= Kalahandi Balangir Koraput Region =

Kalahandi Balangir Koraput Region is a region in Odisha, India.

The districts of Southern and Western Odisha are regarded as the most backward region by the planning commission, which re-designated some of these districts as KBK (Kalahandi-Balangir-Koraput). During 1992–93, the three larger districts were re-organized into eight districts viz. Malkangiri, Koraput, Nabrangpur, Kalahandi, Rayagada, Nuapada, Balangir and Sonepur. These eight districts comprise 14 Subdivisions, 37 Tehsils, 80 CD Blocks, 1,437 Gram Panchayats and 12,293 villages. The eight districts which form the KBK region account for 19.72% of the population and 30.59% geographical area of the State. Around 90% of the people of this region still live in villages. Female literacy is only 24.72%. As per the 1997 census of BPL families, about 72% of the families residing here are below poverty line, compared to 82% per the 1992 census. More specifically, 49 CD Blocks of KBK districts are regarded as "very backward" and 28 CD blocks as "backward". Persistent crop failure, lack of access to basic services, starvation, malnutrition and migration are the leading manifestations in the region.

Other socio-economic indicators including population composition and density, net area irrigated, hospital beds, and connectivity of villages (due to criss-crossed terrains) to growth centres and service centres are also far from satisfactory.

The KBK districts have been historically rich in forest resources. Though the people have been using these forests very intensively and eking out their livelihood from this source, forests of this region have not received adequate investments and managerial inputs over time. Intensive use of forests for sustenance coupled with lack of insufficient investments and managerial inputs are, thus, continuously leading to forest degradation. Although one third (16,131 km^{2}.) of the geographical area of this region is recorded as forests, only 11.3% (5,473 km^{2}) is actually dense forest (i.e., with crown density over 40%) as per satellite imagery data. It has been further ascertained that 9% (4,332 km^{2}.) forest area is completely devoid of vegetal cover. Another 13.5% (6,327 km^{2}) forests are open having crown density more than 10% but less than 40%.
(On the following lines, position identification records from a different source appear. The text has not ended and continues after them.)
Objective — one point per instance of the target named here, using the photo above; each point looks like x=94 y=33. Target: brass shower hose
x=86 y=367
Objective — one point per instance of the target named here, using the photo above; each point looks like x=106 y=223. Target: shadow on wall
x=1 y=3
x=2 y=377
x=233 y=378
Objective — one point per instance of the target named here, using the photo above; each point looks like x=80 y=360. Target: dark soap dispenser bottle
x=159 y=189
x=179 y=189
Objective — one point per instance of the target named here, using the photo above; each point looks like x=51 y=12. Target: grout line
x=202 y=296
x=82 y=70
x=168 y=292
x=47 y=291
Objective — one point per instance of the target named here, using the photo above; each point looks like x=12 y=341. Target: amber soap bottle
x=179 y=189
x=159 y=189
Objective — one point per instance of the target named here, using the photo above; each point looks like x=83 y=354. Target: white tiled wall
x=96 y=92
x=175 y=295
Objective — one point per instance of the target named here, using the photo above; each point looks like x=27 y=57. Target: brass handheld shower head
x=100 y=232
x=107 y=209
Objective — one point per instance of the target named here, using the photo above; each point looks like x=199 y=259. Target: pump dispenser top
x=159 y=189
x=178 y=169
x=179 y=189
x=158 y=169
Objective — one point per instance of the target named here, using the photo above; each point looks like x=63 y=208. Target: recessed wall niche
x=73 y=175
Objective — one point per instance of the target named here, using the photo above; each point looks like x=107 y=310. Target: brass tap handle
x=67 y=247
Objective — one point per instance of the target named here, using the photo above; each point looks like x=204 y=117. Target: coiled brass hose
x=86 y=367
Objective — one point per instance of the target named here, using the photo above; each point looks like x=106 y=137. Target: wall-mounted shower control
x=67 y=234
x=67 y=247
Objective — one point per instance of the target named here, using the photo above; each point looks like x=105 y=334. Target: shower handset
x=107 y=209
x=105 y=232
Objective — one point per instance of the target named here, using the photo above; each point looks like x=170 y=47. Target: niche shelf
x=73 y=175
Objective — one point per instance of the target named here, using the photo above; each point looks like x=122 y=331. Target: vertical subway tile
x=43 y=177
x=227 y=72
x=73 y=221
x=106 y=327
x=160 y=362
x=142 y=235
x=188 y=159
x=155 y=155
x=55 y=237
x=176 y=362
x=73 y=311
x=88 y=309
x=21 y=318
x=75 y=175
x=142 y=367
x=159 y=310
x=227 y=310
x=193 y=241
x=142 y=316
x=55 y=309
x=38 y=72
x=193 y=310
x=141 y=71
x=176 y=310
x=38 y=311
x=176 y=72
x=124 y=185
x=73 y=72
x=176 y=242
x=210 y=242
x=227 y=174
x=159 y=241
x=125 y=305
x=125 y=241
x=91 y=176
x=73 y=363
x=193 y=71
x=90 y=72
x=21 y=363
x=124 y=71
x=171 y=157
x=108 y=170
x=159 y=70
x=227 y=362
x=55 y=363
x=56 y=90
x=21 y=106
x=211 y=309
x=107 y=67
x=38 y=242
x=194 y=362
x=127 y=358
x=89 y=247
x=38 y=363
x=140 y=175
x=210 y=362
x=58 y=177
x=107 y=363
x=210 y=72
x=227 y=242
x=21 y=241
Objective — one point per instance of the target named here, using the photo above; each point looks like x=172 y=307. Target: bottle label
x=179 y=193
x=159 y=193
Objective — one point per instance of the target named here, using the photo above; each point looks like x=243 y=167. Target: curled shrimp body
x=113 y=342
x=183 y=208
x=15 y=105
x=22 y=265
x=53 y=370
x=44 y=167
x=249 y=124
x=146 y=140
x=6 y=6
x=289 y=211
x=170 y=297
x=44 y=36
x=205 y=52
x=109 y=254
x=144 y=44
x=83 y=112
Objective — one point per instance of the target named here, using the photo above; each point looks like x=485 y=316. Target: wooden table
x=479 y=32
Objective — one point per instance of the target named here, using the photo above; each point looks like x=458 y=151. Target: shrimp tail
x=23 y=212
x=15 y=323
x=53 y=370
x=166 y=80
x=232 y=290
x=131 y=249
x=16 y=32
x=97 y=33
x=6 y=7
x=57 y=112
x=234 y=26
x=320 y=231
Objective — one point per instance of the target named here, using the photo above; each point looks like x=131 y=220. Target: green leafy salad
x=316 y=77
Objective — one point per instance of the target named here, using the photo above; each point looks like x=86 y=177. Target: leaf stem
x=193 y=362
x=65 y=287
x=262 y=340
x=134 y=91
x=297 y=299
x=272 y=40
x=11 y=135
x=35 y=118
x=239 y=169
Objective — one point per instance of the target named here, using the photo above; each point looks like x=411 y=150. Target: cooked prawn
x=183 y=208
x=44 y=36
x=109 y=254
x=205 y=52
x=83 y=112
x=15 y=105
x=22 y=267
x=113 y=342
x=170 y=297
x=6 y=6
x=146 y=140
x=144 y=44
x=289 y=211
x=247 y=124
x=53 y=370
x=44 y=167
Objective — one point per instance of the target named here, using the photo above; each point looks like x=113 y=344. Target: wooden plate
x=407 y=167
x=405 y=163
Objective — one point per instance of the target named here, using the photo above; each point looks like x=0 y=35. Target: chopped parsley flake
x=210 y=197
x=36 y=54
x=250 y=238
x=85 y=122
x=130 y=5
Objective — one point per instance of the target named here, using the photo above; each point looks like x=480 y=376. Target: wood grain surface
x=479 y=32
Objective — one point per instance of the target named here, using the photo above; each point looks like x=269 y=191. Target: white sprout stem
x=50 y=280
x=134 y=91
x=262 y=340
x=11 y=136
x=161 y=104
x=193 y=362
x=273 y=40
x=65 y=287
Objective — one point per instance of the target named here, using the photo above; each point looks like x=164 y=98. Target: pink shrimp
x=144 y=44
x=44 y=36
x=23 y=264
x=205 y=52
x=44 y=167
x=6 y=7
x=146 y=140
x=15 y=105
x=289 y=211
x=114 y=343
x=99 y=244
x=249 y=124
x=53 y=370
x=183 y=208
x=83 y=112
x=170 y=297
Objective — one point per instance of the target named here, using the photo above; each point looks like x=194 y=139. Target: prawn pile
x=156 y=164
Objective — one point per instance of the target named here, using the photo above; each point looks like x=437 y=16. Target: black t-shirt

The old Koraput and Kalahandi districts and portions of Bolangir districts are mainly hilly. Severe droughts and floods also often visit this region and some areas in quick succession. Therefore, backwardness of this region is multi-faceted: (i) tribal backwardness, (ii) hill area backwardness, (iii) backwardness due to severe natural calamities and (iv)apathy of state and central government towards this region.